Tuesday, December 4, 2012

Tears are for the Living

Editor's Note: I'm just warning you now, this post isn't funny. If that's what you came here for and you think you'll be disappointed, come back later, I'm sure I'll have something humorous for you.

Last night I was feeling a little bit lost and a little bit (lot a bit) sad. I was confused and angry and looking for some sort of answer, something to make sense. Led by this conglomeration of emotion, I wound up flipping through the Bible at an obscenely early hour in the morning, hoping that some passage would jump out at me and suddenly shine a light on everything.

After a few minutes of frustrated page turning, I decided to just settle in, read a few stories and go to sleep, so I turned to John. I had just started reading the story of Lazarus (Chapter 11), the one who was raised from the dead, and instead of feeling happy, like I normally do when reading that story, I became angry. Jesus raised this man from the dead. He can work miracles, so why Lazarus and not my Dad? I'm not saying that I was expecting Him to raise the dead for me, but is a little bit (lot a bit) of healing too much to ask?

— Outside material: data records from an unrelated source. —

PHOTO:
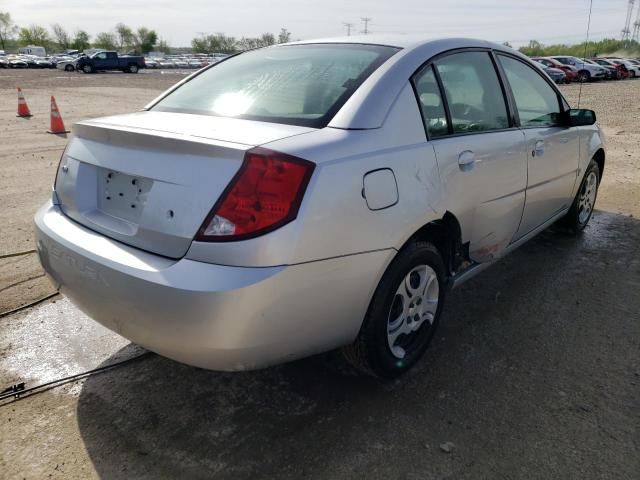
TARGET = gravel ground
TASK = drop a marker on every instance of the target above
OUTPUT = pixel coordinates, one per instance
(535, 372)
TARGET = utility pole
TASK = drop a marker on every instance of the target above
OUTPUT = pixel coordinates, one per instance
(366, 21)
(626, 31)
(636, 27)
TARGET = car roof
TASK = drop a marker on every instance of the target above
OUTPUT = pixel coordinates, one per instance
(408, 41)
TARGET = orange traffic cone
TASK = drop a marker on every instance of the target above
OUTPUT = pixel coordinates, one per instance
(23, 109)
(57, 125)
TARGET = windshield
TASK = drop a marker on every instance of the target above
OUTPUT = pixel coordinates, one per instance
(295, 84)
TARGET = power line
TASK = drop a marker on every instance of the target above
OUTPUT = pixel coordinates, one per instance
(348, 25)
(366, 21)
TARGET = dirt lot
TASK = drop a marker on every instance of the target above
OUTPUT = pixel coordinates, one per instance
(535, 372)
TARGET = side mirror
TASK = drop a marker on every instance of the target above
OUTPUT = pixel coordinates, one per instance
(579, 117)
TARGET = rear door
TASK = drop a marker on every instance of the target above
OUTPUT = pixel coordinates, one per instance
(552, 149)
(480, 153)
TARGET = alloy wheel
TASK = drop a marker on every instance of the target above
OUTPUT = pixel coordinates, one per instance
(587, 197)
(415, 302)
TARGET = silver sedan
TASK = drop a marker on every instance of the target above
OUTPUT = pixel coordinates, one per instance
(304, 197)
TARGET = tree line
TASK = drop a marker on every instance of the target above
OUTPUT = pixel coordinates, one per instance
(592, 48)
(123, 38)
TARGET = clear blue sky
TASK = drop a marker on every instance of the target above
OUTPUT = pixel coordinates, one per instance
(516, 21)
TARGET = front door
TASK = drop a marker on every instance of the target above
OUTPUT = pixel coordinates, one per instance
(481, 156)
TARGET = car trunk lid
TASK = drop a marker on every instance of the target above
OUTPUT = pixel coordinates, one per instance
(149, 179)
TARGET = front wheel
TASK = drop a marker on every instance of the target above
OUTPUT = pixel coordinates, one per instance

Still frustrated, I kept reading. Both Mary and Martha come to Jesus and say "Lord, if you had been here, my brother would not have died." I found myself thinking, "Lord, if you had been there... weren't you there?" But shortly after this, John goes on to write,
33. When Jesus saw her [Mary] weeping, and the Jews who had come along with her also weeping, He was deeply moved in spirit and troubled. 34. "Where have you laid him?" He asked.
"Come and see, Lord" they replied.
35. Jesus wept.

I read that line and I was suddenly crying.

Don't you see? Jesus did not weep for Lazarus, because He knew that Lazarus would be alive again. He wept for Mary and Martha, the people whose lives had been shattered, whose hearts were torn open, who felt loss and grief and loneliness. He wept for their sorrows, but not for Lazarus.

In the same way, I know that He did not weep for my Daddy, nor does He. He may weep for us, those of us left without a father, a husband, a brother, a son, a friend... in fact, I'm sure He does, and that gives me comfort to know that God feels my sorrow and heartache, to know that He understands. God, too, watched someone that He loved pray for death to end his last struggling breaths; He knows anguish and loss and mourning. So, yes. Jesus wept for Mary and Martha, and He weeps for me and my family whenever we cry out of loneliness or anger or fear. But He did not weep for Lazarus because He was soon to raise him back to life. How much better is it that He was not weeping when my Daddy died because He was raising him not to life on this earth but to eternal life? How could Jesus cry at death when He is so busy welcoming His faithful child into Heaven?

That was my answer.

Having an answer doesn't make the sadness go away, but it makes it easier to bear, knowing that God doesn't watch  from afar, unmoved by my tears, but rather sheds tears of His own. It's like a hand to hold in the darkness, or a tissue offered by a good friend. It doesn't make the bad go away, but it's better than suffering alone.